In einer U-Bahn, die gerade aus der West Ham Station fuhr, war eine Bombe explodiert. Mein Vater hatte seine Arbeit früher verlassen und war in diesem Zug, als es passierte. Das teilte er uns während des kurzen Anrufs mit, den er machte, um uns zu sagen, dass es ihm gut gehe, dass er wirklich in Ordnung sei und wir uns keine Sorgen zu machen brauchten. Und als er an diesem Montagabend im März durch die Tür trat, mit Blumen für seine Frau und verfrühten Ostereiern für seine Kinder, war sein Anzug noch voll von Staub und dem Schmutz des Waggonbodens. Ein merkwürdiger Geruch umgab ihn– ein Geruch, der irgendwo zwischen abgebrannten Streichhölzern und versengten Haaren lag–, und ein Tropfen getrockneten Blutes hing in seinem Mundwinkel. Vor lauter Schock hatte er sich auf die Zunge gebissen.
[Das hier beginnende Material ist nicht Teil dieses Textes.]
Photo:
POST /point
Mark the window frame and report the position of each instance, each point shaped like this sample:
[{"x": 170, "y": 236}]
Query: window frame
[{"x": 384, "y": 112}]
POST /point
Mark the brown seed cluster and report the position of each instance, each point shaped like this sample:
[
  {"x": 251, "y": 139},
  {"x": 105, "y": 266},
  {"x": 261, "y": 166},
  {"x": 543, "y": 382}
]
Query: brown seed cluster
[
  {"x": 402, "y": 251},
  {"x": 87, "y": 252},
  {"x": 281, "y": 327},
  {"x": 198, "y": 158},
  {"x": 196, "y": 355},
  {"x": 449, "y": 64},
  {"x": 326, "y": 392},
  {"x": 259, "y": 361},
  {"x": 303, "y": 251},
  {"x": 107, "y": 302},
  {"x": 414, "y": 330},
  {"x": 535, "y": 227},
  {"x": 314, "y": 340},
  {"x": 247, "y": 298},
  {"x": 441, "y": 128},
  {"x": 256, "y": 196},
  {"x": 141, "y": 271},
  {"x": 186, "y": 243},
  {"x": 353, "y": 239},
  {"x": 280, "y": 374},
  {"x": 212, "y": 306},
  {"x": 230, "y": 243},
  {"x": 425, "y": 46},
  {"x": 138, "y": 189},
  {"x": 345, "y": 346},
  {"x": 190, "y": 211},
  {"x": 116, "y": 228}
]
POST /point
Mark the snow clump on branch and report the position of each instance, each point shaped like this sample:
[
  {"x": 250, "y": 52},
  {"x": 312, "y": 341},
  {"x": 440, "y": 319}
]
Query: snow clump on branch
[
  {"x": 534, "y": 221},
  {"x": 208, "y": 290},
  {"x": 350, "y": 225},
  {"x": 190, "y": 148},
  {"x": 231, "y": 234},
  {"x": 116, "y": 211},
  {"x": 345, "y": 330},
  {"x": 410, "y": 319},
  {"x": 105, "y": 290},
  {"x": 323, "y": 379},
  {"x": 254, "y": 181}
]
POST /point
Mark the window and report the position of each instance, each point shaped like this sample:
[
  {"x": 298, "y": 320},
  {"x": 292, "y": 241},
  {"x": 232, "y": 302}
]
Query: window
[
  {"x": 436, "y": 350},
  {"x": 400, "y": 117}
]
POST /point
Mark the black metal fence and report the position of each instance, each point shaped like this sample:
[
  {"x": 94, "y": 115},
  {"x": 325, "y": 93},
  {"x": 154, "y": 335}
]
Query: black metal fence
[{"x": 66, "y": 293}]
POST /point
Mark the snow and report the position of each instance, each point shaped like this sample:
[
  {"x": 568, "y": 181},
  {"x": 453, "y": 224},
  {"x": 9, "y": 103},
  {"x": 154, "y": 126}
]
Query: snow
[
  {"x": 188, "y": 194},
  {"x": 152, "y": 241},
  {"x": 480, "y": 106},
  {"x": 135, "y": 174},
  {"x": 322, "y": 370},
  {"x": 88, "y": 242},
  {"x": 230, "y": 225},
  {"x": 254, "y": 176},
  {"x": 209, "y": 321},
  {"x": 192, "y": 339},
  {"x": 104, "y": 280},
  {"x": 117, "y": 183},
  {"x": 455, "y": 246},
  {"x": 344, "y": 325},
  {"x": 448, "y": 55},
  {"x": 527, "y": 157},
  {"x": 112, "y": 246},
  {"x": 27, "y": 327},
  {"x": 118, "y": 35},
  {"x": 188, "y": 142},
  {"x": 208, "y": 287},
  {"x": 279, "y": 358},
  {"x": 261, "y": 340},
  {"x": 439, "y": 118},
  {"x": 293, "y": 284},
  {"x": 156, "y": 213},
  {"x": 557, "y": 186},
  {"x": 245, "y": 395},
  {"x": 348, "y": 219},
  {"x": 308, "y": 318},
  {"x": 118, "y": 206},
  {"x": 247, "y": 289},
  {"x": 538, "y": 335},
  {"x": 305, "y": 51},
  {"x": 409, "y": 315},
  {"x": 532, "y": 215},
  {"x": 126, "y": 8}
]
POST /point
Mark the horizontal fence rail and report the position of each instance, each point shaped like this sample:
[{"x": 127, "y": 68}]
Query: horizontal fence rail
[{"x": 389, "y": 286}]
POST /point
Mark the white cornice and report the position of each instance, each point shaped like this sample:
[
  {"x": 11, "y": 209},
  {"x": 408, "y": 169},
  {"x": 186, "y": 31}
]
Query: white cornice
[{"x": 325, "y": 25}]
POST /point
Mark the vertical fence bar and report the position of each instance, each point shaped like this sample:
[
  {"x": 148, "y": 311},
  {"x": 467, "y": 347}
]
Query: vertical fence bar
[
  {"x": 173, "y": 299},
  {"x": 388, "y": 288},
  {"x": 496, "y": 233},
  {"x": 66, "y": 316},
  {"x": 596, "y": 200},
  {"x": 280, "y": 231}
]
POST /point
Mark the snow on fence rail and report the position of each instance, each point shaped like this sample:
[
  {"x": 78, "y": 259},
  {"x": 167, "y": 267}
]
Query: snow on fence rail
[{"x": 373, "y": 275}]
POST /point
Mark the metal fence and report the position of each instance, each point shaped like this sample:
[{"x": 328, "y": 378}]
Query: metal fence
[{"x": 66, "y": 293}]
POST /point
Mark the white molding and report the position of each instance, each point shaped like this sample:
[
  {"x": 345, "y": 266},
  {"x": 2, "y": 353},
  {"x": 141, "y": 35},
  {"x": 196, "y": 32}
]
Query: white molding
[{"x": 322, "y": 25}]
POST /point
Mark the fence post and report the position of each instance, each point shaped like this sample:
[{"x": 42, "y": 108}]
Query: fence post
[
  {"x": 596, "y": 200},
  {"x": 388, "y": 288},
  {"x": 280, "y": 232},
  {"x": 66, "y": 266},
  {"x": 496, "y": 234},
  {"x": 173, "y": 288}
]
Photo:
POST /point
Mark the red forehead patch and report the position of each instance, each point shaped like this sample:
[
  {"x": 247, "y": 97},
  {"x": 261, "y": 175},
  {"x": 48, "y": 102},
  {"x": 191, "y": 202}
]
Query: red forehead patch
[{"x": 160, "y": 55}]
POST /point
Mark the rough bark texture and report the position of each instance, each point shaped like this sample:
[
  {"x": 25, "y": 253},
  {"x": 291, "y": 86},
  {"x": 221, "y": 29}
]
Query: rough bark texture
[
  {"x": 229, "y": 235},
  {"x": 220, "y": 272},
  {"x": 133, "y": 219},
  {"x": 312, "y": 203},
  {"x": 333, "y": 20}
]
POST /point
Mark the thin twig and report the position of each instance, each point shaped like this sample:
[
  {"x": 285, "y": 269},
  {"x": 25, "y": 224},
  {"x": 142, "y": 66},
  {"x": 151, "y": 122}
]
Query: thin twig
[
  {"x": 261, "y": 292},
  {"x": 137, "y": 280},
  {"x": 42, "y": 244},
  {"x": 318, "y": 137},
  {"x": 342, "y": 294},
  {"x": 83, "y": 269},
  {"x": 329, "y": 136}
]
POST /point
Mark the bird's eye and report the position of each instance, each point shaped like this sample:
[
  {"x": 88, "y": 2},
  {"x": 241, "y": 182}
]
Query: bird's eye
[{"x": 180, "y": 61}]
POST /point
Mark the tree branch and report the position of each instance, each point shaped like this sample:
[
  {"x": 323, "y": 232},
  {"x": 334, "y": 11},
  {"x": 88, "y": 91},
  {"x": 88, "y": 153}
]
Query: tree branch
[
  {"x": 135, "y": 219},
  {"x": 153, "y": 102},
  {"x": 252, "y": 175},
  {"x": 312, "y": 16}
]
Doch nachdem er sich vergewissert hatte, dass sie wie durch ein Wunder noch ganz war, hatte er sich ruhig aufgerappelt und war zusammen mit den anderen Passagieren schweigend zu den Ausgängen und der frischen Luft, die dahinter auf sie wartete, gegangen.
    Er lachte und spielte im Garten Fußball mit meinem Bruder. Er hechtete nach Bällen und holte sich schmutzige Knie. Er tat alles, um uns zu zeigen, wie weit entfernt er vom Tod gewesen war. Erst als wir zu Bett gegangen waren und uns heimlich wieder auf die mittlere Treppe zurückgeschlichen hatten, hörten wir das Haus buchstäblich ächzen unter seinem Stimmungsumschwung.
    » Es kommt näher«, sagte er.
    » Rede nicht so einen Blödsinn!«, erwiderte meine Mutter.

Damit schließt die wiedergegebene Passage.